Monterey, 1851. Ever since her husband was killed in a bar fight, Eliza Ripple has been working in a brothel. It seems like a better life, at least at first. The madam, Mrs. Parks, is kind, the men are (relatively) well behaved, and Eliza has attained what few women have: financial security. But when the dead bodies of young women start appearing outside of town, a darkness descends that she can’t resist confronting. Side by side with her friend Jean, and inspired by her reading, especially by Edgar Allan Poe’s detective Dupin, Eliza pieces together an array of clues to try to catch the killer, all the while juggling clients who begin to seem more and more suspicious.
Eliza and Jean are determined not just to survive, but to find their way in a lawless town on the fringes of the Wild West—a bewitching combination of beauty and danger—as what will become the Civil War looms on the horizon. As Mrs. Parks says, “Everyone knows that this is a dangerous business, but between you and me, being a woman is a dangerous business, and don’t let anyone tell you otherwise …”
My Book Review
I chose to read this book after receiving a free e-copy from NetGalley. All opinions in this review are my own and completely unbiased.
This is the first book I’ve read by Jane Smiley, but it won’t be the last. A Dangerous Business is about Eliza who is working in a brothel since her husband was killed in a bar fight. She actually likes working there better than when she was with her husband because he treated her horribly. The men she services are all different, but most are harmless. If there’s a man she’s concerned about, she can leave her door cracked so that Carlos (their protector) can keep an eye out.

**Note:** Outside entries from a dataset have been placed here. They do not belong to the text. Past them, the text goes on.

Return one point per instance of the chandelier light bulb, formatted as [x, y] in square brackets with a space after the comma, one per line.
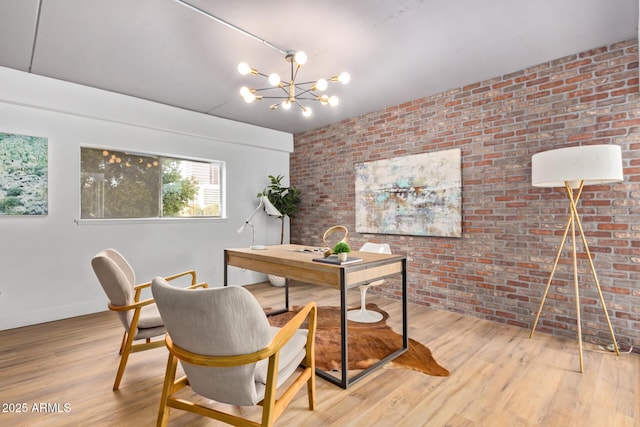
[243, 68]
[301, 58]
[290, 91]
[344, 78]
[321, 85]
[274, 79]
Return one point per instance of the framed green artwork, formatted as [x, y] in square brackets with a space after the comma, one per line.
[23, 175]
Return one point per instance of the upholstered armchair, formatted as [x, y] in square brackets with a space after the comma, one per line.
[230, 353]
[140, 318]
[363, 315]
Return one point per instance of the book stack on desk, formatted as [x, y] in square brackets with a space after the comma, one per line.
[333, 259]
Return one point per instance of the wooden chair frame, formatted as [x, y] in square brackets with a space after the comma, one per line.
[127, 346]
[272, 407]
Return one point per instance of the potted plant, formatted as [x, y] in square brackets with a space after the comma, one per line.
[286, 200]
[342, 249]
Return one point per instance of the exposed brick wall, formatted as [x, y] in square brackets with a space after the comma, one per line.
[511, 230]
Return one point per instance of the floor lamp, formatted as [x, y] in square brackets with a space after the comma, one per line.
[269, 210]
[573, 168]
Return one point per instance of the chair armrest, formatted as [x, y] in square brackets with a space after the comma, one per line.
[138, 288]
[131, 306]
[286, 332]
[198, 285]
[168, 278]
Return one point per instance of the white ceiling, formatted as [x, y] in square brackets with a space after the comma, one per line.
[395, 50]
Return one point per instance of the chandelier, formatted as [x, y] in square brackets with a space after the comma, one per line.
[288, 93]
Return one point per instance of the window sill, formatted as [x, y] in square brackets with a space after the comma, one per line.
[120, 221]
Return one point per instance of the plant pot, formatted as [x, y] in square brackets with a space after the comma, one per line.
[276, 280]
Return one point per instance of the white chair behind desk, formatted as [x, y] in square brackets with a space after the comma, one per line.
[363, 315]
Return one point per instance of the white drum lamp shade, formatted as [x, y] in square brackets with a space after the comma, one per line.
[593, 164]
[573, 168]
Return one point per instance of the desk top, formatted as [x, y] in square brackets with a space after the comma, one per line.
[296, 262]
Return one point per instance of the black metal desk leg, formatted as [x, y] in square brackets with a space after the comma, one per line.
[343, 326]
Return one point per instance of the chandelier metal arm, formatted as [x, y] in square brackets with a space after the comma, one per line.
[230, 25]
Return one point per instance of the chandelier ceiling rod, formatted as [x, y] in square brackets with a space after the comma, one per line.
[229, 25]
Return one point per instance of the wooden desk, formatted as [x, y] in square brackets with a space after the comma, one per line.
[291, 262]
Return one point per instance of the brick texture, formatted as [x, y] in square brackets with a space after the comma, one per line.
[511, 231]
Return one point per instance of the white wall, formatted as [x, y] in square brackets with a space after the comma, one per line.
[45, 271]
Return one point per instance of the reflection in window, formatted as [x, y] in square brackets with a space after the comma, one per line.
[116, 184]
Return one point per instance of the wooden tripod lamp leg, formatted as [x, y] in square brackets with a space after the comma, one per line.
[593, 272]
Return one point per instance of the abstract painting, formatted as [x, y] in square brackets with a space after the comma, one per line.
[419, 195]
[23, 175]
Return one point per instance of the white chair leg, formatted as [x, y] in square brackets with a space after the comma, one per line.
[363, 315]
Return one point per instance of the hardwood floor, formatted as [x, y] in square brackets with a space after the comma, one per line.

When someone starts murdering girls who work in Eliza’s profession, she and her friend, Jean, decide to investigate because the law doesn’t seem to care about the girls. Poor Eliza becomes suspicious of most men, but that’s understandable. The identity of the murderer has a twist, and I thought it had a good ending.
Like good historical fiction, A Dangerous Business has a good story, but it also has true historical facts. I’ve always been interested in American history, and that along with a murder mystery makes a great read.
About the Author
Jane Smiley is a Pulitzer Prize-winning American novelist.
Born in Los Angeles, California, Smiley grew up in Webster Groves, Missouri, a suburb of St. Louis, and graduated from John Burroughs School. She obtained a A.B. at Vassar College, then earned a M.F.A. and Ph.D. from the University of Iowa. While working towards her doctorate, she also spent a year studying in Iceland as a Fulbright Scholar. From 1981 to 1996, she taught at Iowa State University. Smiley published her first novel, Barn Blind, in 1980, and won a 1985 O. Henry Award for her short story “Lily”, which was published in The Atlantic Monthly. Her best-selling A Thousand Acres, a story based on William Shakespeare’s King Lear, received the Pulitzer Prize for Fiction in 1992. It was adapted into a film of the same title in 1997. In 1995 she wrote her sole television script produced, for an episode of Homicide: Life on the Street. Her novella The Age of Grief was made into the 2002 film The Secret Lives of Dentists.
Thirteen Ways of Looking at the Novel (2005), is a non-fiction meditation on the history and the nature of the novel, somewhat in the tradition of E. M. Forster’s seminal Aspects of the Novel, that roams from eleventh century Japan’s Murasaki Shikibu’s The Tale of Genji to twenty-first century Americans chick lit.
In 2001, Smiley was elected a member of The American Academy of Arts and Letters.